Viral signaling pathways are required for the gene expression and cell death phenotypes in uhrf1 mutants. (A) qPCR analysis of immune genes in uhrf1^−/− and dnmt1^−/− mutants compared to their WT siblings. Rplp0 is used as loading controls and the delta-delta Ct (DDCt) values were calculated by normalization to rplp0 and WT sibling controls for each individual clutch. Lines in the graph represents the median. Statistical significance is calculated by paired t-test. **p < 0.05, ***p < 0.005, ****p < 0.001. (B) qPCR performed on the livers from mavs^cr and sting^cr F₀ crispants in the uhrf1 and WT backgrounds to assess immune gene expression. DDCt is calculated after normalization of each gene to rplp0 and WT sibling controls for each clutch; this was performed for each crispants and for the not-injected embryos.
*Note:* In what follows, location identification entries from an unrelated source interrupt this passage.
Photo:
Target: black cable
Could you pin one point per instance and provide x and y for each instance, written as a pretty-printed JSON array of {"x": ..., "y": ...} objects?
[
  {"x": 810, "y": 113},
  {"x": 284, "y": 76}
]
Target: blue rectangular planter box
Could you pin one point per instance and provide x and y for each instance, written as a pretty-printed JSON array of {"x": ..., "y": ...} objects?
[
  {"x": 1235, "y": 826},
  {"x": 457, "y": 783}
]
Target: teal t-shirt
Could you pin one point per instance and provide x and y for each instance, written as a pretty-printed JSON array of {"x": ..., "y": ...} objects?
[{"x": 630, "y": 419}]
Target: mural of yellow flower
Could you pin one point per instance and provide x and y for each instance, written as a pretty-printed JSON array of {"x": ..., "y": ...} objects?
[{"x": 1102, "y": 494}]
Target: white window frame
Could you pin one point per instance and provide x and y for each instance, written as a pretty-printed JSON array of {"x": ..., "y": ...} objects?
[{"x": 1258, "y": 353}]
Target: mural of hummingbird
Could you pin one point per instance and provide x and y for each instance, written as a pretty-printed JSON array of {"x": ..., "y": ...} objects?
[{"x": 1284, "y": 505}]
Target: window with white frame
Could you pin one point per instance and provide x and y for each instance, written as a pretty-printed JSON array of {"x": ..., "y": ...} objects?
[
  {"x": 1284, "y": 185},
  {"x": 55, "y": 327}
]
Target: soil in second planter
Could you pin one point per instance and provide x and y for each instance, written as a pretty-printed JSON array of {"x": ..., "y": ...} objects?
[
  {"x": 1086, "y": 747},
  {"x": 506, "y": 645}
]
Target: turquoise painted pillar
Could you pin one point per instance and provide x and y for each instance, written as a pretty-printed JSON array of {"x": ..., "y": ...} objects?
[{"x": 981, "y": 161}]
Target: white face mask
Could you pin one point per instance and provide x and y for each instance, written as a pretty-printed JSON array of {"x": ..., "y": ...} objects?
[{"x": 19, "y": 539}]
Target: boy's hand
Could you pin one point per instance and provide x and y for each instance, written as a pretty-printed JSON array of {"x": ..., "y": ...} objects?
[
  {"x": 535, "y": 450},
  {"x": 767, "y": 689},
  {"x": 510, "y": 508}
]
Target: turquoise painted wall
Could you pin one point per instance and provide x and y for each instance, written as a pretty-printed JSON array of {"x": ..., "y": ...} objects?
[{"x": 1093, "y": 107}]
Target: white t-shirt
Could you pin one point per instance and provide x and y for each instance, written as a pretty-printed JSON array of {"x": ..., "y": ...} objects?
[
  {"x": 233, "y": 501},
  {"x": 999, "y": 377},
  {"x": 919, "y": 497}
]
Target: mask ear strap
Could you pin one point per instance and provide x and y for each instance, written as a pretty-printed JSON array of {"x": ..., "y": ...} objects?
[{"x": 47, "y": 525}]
Significance is calculated using 2-way Anova. *p < 0.05, **p < 0.01, ***p < 0.0005. (C) TUNEL analysis of uhrf1^−/− and phenotypically WT sibling livers at 5 dpf in tnfa^cr F₀ crispants and non-injected controls. Quantification of the number of TUNEL positive foci per total liver area for at least 3 livers per clutch in 4 clutches for each condition. Significance is measured by 2-way Anova test. **p < 0.05, ****p < 0.0001.